The goal of Zachariah Marrero’s research is to learn about the nature of everyday human experience by embracing its complexity. His approach to psychological research adopts the breadth and generality of information theory’s view that information is a quantifiable ‘substance’ with a set of inferable properties, to treat thoughts, feelings and behaviors as multiply-determined, informational manifestations of high-dimensional processes.  Consequently, his work is interdisciplinary in nature. It seeks to strike a balance between tensions of the explanatory focus traditionally pursued within psychology and providing a full account of a phenomenon. Whereas explanation is generally pursued by leveraging sound theory to reveal simple structure, Zachariah’s work pursues explanation by investing in ecologically sensitive data collection and empirical observations of data models built from flexible machine learning techniques.
For example, he has coordinated and collaborated on large-scale, longitudinal mobile-sensing data collection efforts with the aim of, as directly as possible, confirming inferences from psychological theory on well-being and personality. One project from this effort sought to evaluate the predictive potential of real-world behavior for estimating self-reported depression symptom severity.  This project found that the manifestation of depression in real-world behavior is far more heterogeneous than would be expected based on the extant literature where between subjects, fixed-effects models have been the norm. In fact, out-of-sample predictions with fixed-effects models were no better than chance.  Consequently, it may be the case that a modeling procedure with greater predictive potential, and therefore greater explanatory power, would condition predictions by first incorporating prominent clusters of symptoms within individuals before inferring how depression is manifested in behavior.

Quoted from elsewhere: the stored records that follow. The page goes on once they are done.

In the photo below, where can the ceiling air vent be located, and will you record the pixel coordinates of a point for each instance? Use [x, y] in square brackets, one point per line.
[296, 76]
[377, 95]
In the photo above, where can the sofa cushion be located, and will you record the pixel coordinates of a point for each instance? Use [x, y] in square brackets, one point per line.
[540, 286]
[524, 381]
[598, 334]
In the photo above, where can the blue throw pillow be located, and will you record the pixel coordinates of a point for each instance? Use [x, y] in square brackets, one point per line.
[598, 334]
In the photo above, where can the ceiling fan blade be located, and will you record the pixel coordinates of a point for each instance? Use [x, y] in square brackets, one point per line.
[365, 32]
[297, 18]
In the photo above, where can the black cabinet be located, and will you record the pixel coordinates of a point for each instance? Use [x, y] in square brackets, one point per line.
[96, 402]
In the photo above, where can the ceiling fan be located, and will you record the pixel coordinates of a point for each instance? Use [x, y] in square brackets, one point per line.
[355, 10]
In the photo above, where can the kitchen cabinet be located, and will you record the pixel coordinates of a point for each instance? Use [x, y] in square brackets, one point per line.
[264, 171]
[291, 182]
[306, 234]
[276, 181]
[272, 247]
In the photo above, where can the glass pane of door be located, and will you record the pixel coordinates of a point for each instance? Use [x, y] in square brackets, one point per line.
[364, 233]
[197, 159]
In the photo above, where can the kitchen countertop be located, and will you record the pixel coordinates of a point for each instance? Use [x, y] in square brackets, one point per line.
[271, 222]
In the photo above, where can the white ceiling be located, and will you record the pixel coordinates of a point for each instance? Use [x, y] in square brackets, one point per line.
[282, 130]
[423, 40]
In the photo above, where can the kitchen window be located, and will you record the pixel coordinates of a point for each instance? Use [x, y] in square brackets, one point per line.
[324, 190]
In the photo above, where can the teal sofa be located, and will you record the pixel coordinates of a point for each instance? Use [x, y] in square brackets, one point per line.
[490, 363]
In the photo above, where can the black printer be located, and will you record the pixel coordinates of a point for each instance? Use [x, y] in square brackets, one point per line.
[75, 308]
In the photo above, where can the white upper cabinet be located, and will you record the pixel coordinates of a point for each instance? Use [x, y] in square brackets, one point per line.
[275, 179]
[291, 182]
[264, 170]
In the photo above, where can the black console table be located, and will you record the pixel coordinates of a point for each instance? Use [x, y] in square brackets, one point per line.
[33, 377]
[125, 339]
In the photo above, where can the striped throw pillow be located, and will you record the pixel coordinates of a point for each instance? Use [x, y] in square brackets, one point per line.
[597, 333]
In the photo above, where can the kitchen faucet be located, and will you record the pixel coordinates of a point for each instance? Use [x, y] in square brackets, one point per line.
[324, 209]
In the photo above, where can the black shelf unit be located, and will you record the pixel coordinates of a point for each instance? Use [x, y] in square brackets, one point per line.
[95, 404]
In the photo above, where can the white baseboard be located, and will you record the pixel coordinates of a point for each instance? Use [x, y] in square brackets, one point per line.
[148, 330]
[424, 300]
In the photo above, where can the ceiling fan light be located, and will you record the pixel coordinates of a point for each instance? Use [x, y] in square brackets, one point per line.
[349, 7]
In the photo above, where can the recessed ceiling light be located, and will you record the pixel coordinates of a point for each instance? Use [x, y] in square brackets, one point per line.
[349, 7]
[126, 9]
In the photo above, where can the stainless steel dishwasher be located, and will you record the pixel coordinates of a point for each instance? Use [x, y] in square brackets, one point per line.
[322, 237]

In a separate line of investigation, he is also exploring the application of novel statistical methods to questions that were previously neglected or once presumed to be settled. For example, a common inference about trait scores based on ideas from classical measurement theory is that trait scores should be more predictive than the individual item scores comprising them because the error components of measurements are expected to be random and should therefore cancel out when aggregating items.  Zachariah found that while it seems to be the case that traits scores are more efficient predictors, as they are relied upon more frequently than any individual item in a model which incorporates both, machine learning algorithms are able to make better predictions from the set of unaggregated items that comprise the trait scores. This finding suggests that when aggregating, some non-error information is lost. It also raises important further questions about what the boundary conditions are for the theoretical idea that the whole is greater than the sum of the parts.